Verkehrsminister Alexander Dobrindt hält sich bedeckt, in welche Richtung er mit Toll Collect fahren will. Die Kaufoption wird allerdings immer wahrscheinlicher.
Bundesverkehrsminister Alexander Dobrindt (CSU) hat auch bei seinem Auftritt im Verkehrsausschuss des Deutschen Bundestages in der vorigen Woche noch nicht gezeigt, welchen Weg er künftig zur Erhebung und Ausgestaltung der Lkw-Maut gehen wird. Eine Entscheidung ergibt sich auch nicht aus einem Informationspapier »Zukunft der Mauterhebung für Nutzfahrzeuge«, das sein Ministerium den Ausschussmitgliedern vorab zugeleitet hatte und das trans aktuell vorliegt. Vor der Europawahl, so pfeifen es die Spatzen von den Berliner Dächern, werde diese Entscheidung auch nicht bekannt gemacht.

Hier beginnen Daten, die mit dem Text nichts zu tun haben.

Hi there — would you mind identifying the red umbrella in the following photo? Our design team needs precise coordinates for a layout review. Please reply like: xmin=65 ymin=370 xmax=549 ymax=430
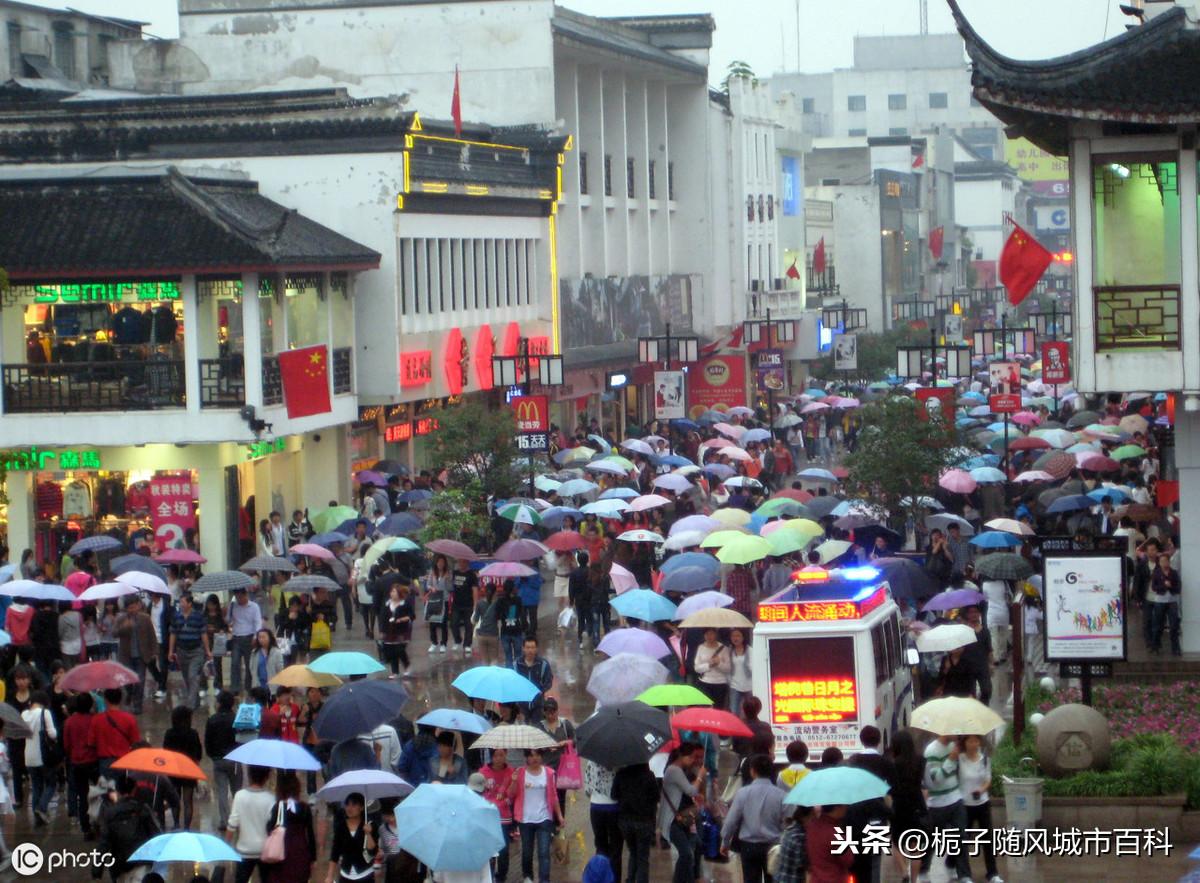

Allerdings habe der Minister, so berichten Ausschussmitglieder, die beiden Leitplanken beschrieben, zwischen denen die Entscheidung voraussichtlich fallen werde. Dies sei zum einen die Verlängerung des Toll Collect-Vertrags um drei Jahre bei gleichzeitiger Neuausschreibung des Mautsystems einschließlich des Neuaufbaus eines Erhebungssystems. Oder – zum anderen – die sofortige Ziehung der so-genannten Call Option, also die Übertragung der Gesellschaft Toll Collect auf den Bund.
Recht zur Übernahme besteht bis 28. Februar 2015
Ein entsprechendes Angebot hatten die Toll Collect-Eigentümer bei Abschluss des Betreibervertrages bereits abgegeben. Die Angebotsannahme verpflichtet den Bund zur Zahlung eines Kaufpreises, der sich nach dem Unternehmenswert für die Restlaufzeit des Vertrages bemisst und durch einen Wirtschaftsprüfer ermittelt wird. Das Recht des Bundes zur Übernahme von Toll Collect besteht bis zum 28. Februar 2015.
Kaufoption durch den Bund "nun doch ernsthaft diskutiert worden"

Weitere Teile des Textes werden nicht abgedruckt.